The opposition forces in Libya attempting to march on Tripoli with the assistance of American, French and British bombs are far removed from the image of innocent civilians fighting for freedom and democracy promoted by the media and political circles.
This is made clear in a March 22 article in the Frankfurter Allgemeine Zeitung by Gunnar Heinsohn, the author of Encyclopaedia of Genocide (Rowohlt, 1998).
Heinsohn cites a report by the well-known Zimbabwean journalist and documentary filmmaker Farai Sevenzo dealing with barbaric, pogrom-like massacres perpetrated by the so-called “rebels” against black African workers in Libya. The article states:
“Because mercenaries from Chad and Mali are presumed to be fighting for him [Gaddafi], the lives of a million African refugees and thousands of African migrants are at risk. A Turkish construction worker told the British radio station BBC: ‘We had seventy to eighty people from Chad working for our company. They were massacred with pruning shears and axes, accused by the attackers of being Gaddafi’s troops. The Sudanese people were massacred. We saw it for ourselves.’ ”

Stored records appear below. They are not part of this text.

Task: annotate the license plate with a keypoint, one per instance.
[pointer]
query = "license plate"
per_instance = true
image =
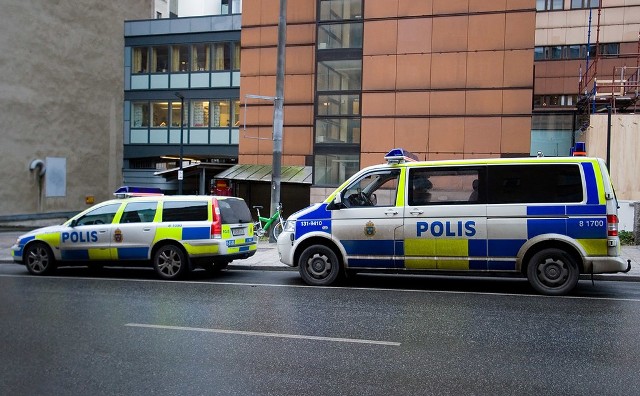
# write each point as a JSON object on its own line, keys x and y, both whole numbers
{"x": 237, "y": 231}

The genocide authority Heinsohn explains: “It is standard knowledge in genocide research that minorities come under attack in civil wars because at least one party to the conflict accuses them of collaborating with the enemy….

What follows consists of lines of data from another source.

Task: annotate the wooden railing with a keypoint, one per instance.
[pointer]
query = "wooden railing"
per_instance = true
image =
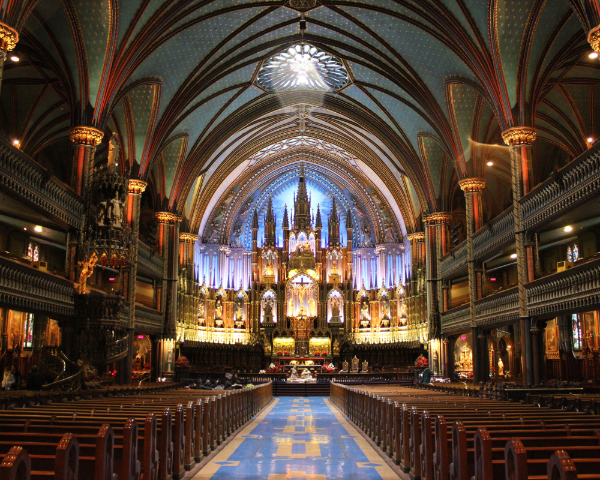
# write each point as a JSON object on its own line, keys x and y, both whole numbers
{"x": 575, "y": 289}
{"x": 26, "y": 288}
{"x": 25, "y": 179}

“Whoever wants to prevent crimes against humanity with the use of force...is always in danger of helping one side in the neutralisation or even extermination of the other side…. UN Security Council Resolution 1973 of March 17 against the Libyan government provides a perfect example.
“All the stops of international criminal law have been pulled against those prepared to bloodily defend their power. The material assets at risk are meticulously listed. But neither in the text of the resolution nor in the speeches of US Secretary of State Clinton or French President Sarkozy is any mention made of warnings or legal threats directed to the insurgents. The use of ‘mercenaries’ by the Libyan leadership is expressly condemned. But genocidal acts conducted under the same pretext—such as the mass killings of black African workers reported by Farai Sevenzo—go unmentioned…. A cloak of complete silence is being thrown up surrounding the deeds of his [Gaddafi’s] opponents.”

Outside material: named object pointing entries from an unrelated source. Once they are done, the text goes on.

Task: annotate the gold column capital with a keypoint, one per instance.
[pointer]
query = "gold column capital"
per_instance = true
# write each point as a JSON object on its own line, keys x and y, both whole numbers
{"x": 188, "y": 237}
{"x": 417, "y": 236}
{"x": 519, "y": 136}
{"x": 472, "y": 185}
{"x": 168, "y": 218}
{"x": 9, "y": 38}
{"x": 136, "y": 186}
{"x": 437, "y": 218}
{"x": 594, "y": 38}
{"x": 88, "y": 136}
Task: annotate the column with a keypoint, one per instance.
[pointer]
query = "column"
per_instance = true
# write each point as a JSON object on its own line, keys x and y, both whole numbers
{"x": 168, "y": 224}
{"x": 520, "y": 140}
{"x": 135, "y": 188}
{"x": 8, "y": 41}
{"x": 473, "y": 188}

On February 28, the Arab TV station Al Jazeera reported the racist massacre of black African workers by so-called “freedom fighters” as follows: “Dozens of workers from sub-Saharan Africa, it is feared, have been killed and hundreds are hiding because angry opponents of the government are hunting down black African mercenaries, witnesses reported…. According to official reports, about 90 Kenyans and 64 people from southern Sudan, Uganda, Zimbabwe, Lesotho, Zambia, Rwanda, South Africa, Tanzania, the Democratic Republic of Congo, Sierra Leone and Burundi landed in Nairobi today.
“One of them, Julius Kiluu, a 60-year-old construction manager, told Reuters: ‘We were attacked by people from the village. They accused us of being murderous mercenaries. But in reality they simply refuse to tolerate us. Our camp was burnt down. Our company and our embassy helped us get to the airport.’
“Hundreds of black immigrants from the poorest African countries, who work mainly as low-wage day labourers in Libya, have been wounded by the rebels. From fear of being killed, some of them have refrained from going to a doctor.”
At the time of the outbreak of civil war, about 1.5 million black Africans were employed in Libya as labourers in the oil industry and the construction, agriculture and service sectors.